Shingles sucks, basically. But I suppose when I think of all the things that could be wrong with me, this is still fairly low on the list. It’s painful, but there are worse pains, and hopefully it’s already getting better. And when I think that I live in a time and place where I can get diagnosed and given treatment rapidly, where I can sign myself off work without losing my job, where there’s a bed and Netflix and boxes of painkillers available to ease my suffering -- the truth is that I’m still pretty damn lucky, and I’m going to choose to remember that, to be grateful for that.

I hope you can also find something to be grateful for tonight. Even if it's small, hold onto it. It matters. Take care x

P.S. Here’s what I look like today. If you can believe it I am actually attempting a smile.

Thursday 1 June 2017

Would You Just... Accept The Things You Cannot Change?

Another day that has been precisely no fun whatsoever. The shingles rash has grown into large, painful blisters that are beginning to ooze fluid, my vision has gone blurry and teary in my right eye, and I’ve got a headache, dizziness, and mild nausea. Plus the cocktail of different medications I’m taking has left me wiped out. I didn’t sleep last night, and I’ve been dozing on and off today, trying to watch episodes of things and read, but unable to concentrate. I’m staggering painkillers to get the most use out of them, but they don’t have much effect.
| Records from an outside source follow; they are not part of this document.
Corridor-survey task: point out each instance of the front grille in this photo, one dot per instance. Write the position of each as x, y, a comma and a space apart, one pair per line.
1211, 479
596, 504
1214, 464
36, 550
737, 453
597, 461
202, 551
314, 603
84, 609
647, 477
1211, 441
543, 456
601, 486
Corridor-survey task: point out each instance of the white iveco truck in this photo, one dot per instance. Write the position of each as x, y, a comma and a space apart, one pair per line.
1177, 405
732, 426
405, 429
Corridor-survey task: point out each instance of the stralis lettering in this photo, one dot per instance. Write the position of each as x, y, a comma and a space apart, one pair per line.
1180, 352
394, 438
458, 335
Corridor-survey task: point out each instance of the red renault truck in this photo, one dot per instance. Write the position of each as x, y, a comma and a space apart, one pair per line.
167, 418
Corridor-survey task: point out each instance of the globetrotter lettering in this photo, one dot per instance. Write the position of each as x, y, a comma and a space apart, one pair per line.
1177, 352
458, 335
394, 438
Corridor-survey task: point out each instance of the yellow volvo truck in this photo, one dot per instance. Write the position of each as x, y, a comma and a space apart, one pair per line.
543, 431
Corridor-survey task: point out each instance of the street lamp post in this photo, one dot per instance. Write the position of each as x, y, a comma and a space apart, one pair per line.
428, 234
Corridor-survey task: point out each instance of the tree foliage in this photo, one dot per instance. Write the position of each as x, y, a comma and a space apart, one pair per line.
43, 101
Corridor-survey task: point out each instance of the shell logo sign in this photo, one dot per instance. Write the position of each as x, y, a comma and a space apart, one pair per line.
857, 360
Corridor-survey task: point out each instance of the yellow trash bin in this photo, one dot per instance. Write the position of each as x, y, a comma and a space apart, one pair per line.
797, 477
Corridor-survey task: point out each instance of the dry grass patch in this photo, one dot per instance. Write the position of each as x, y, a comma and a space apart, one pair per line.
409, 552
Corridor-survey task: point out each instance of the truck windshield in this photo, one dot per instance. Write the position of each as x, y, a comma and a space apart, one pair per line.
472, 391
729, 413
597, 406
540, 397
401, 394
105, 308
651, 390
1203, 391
But it’s all right. It’s quite nice, in a way, to know what the problem is, to know that I’m doing everything possible to get through it. I find with my anxiety it’s easy to spend a lot of time worrying about what might happen, picturing how bad it could be -- so having found that something legitimately quite horrible has happened, it’s almost a relief to be able to simply face it, to quit worrying and instead deal with it.

And with depression as well you’re always fighting an unknown, unseen foe, chronic pain, yes, debilitating tiredness, yes, a lack of joy, a loss of hope -- but all as it were “in your head”, impossible to get your hands around, to truly understand. And because you never really know what it is, you never really know what to do to fight it.

Yet with the shingles here is something with obvious causes -- the varicella-zoster virus lying dormant in the roots of nerves -- with physical pain that is clearly understood, with medication to combat the worst of it, and with a good estimate of the duration of the suffering.

And so I am finding myself feeling remarkably Zen about the whole thing. It hurts, sure, but I’m doing everything I can about that. My face is a mess, but it will heal. I hope my eye isn’t being permanently damaged, but if there are complications then I’ll deal with them when they arrive. For now all I have to think about is eating soup, taking painkillers, letting the virus run its course.

Pretty much everything in life takes care of itself, I guess I’m saying. There’s no point worrying about anything other than what is in front of you, and even what is in front of you can only be handled to the best of your ability. Or, as those recovering alcoholics like to say:

Grant me the serenity to accept the things I cannot change, 
Courage to change the things I can, 
And wisdom to know the difference.

Now, if you’ll excuse me, it’s Zovirax and codeine time!